Edit: obligatory explanation (thanks mods for squaring me away)…
What you see via the UI isn’t “all that exists”. Unlike Reddit, where everything is a black box, there are a lot more eyeballs who can see “under the hood”. Any instance admin, proper or rogue, gets a ton of information that users won’t normally see. The attached example demonstrates that while users will only see upvote/downvote tallies, admins can see who actually performed those actions.
Edit: To clarify, not just YOUR instance admin gets this info. This is ANY instance admin across the Fediverse.
There’s a huge difference between Reddit keeping our data “locked away” on their private server vs. a system that puts it all out in public view. You can bet your behind that Big Tech and governments are harvesting ALL of it as we speak. This is MUCH worse than Reddit just selling some data to a few third party actors.
I completely agree that sharing it with other instances is a problem.

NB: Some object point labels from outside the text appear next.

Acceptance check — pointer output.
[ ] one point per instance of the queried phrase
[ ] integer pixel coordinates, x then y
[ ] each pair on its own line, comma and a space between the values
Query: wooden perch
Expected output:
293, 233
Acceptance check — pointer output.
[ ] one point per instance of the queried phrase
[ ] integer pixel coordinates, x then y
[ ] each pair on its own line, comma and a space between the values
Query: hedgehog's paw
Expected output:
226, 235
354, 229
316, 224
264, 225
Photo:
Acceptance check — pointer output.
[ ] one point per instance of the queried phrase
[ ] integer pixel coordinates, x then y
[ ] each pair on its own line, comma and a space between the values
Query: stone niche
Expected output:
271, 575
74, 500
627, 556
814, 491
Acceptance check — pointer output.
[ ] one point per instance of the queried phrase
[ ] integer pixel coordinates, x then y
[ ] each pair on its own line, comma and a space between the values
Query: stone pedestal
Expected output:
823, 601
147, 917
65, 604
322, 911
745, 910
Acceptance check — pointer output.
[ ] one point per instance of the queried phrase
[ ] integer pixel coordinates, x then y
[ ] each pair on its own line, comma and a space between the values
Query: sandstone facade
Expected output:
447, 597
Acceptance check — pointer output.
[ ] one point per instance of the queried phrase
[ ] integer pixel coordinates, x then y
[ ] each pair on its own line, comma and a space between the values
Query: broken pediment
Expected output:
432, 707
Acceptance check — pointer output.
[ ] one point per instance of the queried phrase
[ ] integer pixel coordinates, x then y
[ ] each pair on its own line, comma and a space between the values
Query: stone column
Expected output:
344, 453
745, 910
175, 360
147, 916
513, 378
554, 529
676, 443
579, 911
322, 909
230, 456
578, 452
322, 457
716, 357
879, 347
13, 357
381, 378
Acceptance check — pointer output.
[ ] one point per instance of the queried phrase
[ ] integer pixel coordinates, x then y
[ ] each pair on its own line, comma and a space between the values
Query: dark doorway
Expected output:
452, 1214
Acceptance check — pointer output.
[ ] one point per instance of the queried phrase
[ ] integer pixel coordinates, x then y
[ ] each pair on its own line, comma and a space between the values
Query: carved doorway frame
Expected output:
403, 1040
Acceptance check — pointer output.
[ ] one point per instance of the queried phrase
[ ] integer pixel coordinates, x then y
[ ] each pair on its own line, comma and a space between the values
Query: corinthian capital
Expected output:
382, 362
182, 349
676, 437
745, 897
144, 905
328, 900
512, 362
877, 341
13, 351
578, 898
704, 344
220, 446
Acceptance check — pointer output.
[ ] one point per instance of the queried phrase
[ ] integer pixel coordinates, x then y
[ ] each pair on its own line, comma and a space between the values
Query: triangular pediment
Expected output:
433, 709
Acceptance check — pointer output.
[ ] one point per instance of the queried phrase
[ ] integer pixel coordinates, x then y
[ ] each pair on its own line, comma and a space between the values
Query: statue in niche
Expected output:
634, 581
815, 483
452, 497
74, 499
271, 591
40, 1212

This is super nitpicky, but assuming it exposed even a minute amount of the data that Reddit freely ships to whoever buys it (including governments), I actually think it’s far less likely to be seen. Social media companies are well-known to freely give access to anything law enforcement, governments or advertisers would like. Most if not all, have exposed APIs which allow law enforcement at least to collect almost any data at their leisure. This data is packaged up by the orgs who have the data.
Scraping Lemmy for this information would require their own solutions, and backends to handle all the data. Here in the UK, our tecnically-inept government famously broke their multi-billion COVID test-and-trace system because the excel spreadsheet they used as a database, ran out of lines…
Even assuming it’s true that all of these groups have bothered to make their own solutions and bought server space to store the data themselves for a relatively tiny (certainly until very recently), the only data they get is who liked what post/comment.
That is a small snowflake compared to the iceberg that other social media organizations collect, package and sell. Facebook for example collect enough data that they earn more per user than Netflix.
Certainly, as Lemmy and ActivityPub gain more traction, this is a privacy hole which deserves some consideration, and should be immediately plugged. But I just don’t think it’s in the same solar system as exposing data to any social media site.